It Ends With Us by Colleen Hoover

About the book:

Sometimes it is the one who loves you who hurts you the most.

Lily hasn’t always had it easy, but that’s never stopped her from working hard for the life she wants. She’s come a long way from the small town in Maine where she grew up — she graduated from college, moved to Boston, and started her own business. So when she feels a spark with a gorgeous neurosurgeon named Ryle Kincaid, everything in Lily’s life suddenly seems almost too good to be true.

Ryle is assertive, stubborn, maybe even a little arrogant. He’s also sensitive, brilliant, and has a total soft spot for Lily. And the way he looks in scrubs certainly doesn’t hurt. Lily can’t get him out of her head. But Ryle’s complete aversion to relationships is disturbing. Even as Lily finds herself becoming the exception to his “no dating” rule, she can’t help but wonder what made him that way in the first place.

As questions about her new relationship overwhelm her, so do thoughts of Atlas Corrigan — her first love and a link to the past she left behind. He was her kindred spirit, her protector. When Atlas suddenly reappears, everything Lily has built with Ryle is threatened.

Review:

I mentioned last episode how much I love Colleen Hoover. This was actually the first book of hers that I’d read since reading Slammed in 2012. I’d just bought myself a new iPad and wanted something gritty and quick. This was one of the most read books on Goodreads. It had close to a 4.5 star rating with over 2 million reviews, so I figured I’d probably be in good hands. As I mentioned last week, I love a good contemporary fiction read – romance or not – and I love when the characters aren’t all sugary sweet and everything goes perfectly for them. I got exactly what I wanted with this one. I figured it would be good. I didn’t realize how good it would be.

This isn’t an easy read, and trust me when I saw you’ll want to punch a certain character in the crotch more than once, but that’s what I loved about the book – and every book of hers that I’ve read thus far – she makes you feel very strong feelings toward her characters, both good and bad.

This is the first in a two-part series, and If you’ve not read this book but plan to, I need to warn you that it deals with domestic abuse. It’s not pretty, but as we all know, domestic abuse happens. It’s an awful thing, and we see just how awful it is. We also see how the abuser is able to so easily control those they abuse.

When the book begins we meet 23-year-old Lily Bloom. Lily just graduated from college and has returned to Boston after attending her father’s funeral. Lily had a complicated relationship with her parents because her father was horribly abusive toward her mother and Lily often witnessed the abuse. It’s in the first chapter that Lily meets Ryle Kincaid on a rooftop of a building. Ryle is a charmer, but he’s made it clear that serious relationships don’t suit him, so Lily makes a mental note to not bother with him if she wants anything serious.

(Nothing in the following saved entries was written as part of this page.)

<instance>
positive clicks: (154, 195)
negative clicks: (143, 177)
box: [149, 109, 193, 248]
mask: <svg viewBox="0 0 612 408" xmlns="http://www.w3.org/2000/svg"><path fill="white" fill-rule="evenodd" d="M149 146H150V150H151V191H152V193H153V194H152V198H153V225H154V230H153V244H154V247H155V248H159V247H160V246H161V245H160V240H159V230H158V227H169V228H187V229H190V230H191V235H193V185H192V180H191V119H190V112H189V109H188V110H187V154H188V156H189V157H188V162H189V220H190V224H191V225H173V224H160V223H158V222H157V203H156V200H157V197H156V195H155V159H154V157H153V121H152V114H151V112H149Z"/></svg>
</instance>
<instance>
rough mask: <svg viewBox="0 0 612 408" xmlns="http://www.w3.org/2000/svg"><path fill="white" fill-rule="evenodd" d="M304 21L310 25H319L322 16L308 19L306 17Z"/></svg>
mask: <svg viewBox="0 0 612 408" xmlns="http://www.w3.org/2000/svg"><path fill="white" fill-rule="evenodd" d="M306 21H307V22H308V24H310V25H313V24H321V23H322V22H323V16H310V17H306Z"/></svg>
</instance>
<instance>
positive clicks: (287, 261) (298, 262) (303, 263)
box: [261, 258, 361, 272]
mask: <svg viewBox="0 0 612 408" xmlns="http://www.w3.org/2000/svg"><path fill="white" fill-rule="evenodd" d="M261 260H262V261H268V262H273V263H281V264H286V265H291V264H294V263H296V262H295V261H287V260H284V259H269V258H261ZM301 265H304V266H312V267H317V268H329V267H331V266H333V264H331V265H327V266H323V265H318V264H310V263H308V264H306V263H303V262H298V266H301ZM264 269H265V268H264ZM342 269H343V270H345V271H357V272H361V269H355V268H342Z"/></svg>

As you might have expected, Lily and Ryle can’t stay away from one another and eventually begin dating, but things get complicated when Lily happens to run-in to Atlas Corrigan, her first love. Atlas was homeless when Lily met him when she as a kid. He camped out in the old abandoned house behind hers. She gave him food and blankets and some of her dad’s old clothes. The two of them developed a very sweet relationship. That is until her dad found out and attacked Atlas, sending him away for good.

To say that the reemergence of Atlas causes issues between Lily and Ryle is an understatement. This is when Lily starts to experience abuse of her own. Of course, Ryle makes excuses. He didn’t mean to hit her. She caught him off guard. He didn’t push her down the stairs. She tripped. She must have hit her head and is now confused as to what really happened.

When Lily finds herself pregnant with Ryle’s child it makes it even more clear that she has to protect both herself and the baby, less she fall into the same cycle of abuse her mother endured for so many years.

The book is told from Lily’s POV and flips between modern day and when she was a teenager and first meets Atlas. It’s beautiful, it’s raw and it’s heart wrenching, but oh-so-good. I gave this one 5 out of 5 stars on Goodreads. If you’ve not read this one, but intend to, you might want to skip the next review since “It Starts With Us” picks up right where this book ends.

It was recently announced that Blake Lively will be playing Lily in the movie version and Justin Baldoni will play Ryle. At the time of the recording it’s not yet been announced who will play Atlas.

When I read the book I pictured Emma Stone as Lily. Anytime the female is a redhead I tend to picture either Emma Stone, Lily Collins or Bryce Dallas Howard. I pictured Theo James as Ryle and I think that’s because when I was reading the book I was also watching season two of The White Lotus. I pictured Oliver Jackson Cohen as Atlas. He was in The Haunting of Hill House and he plays the husband in the AppleTV+ series “Surface. He is great at playing haunted and tortured. Regardless of the case, I look forward to seeing the movie.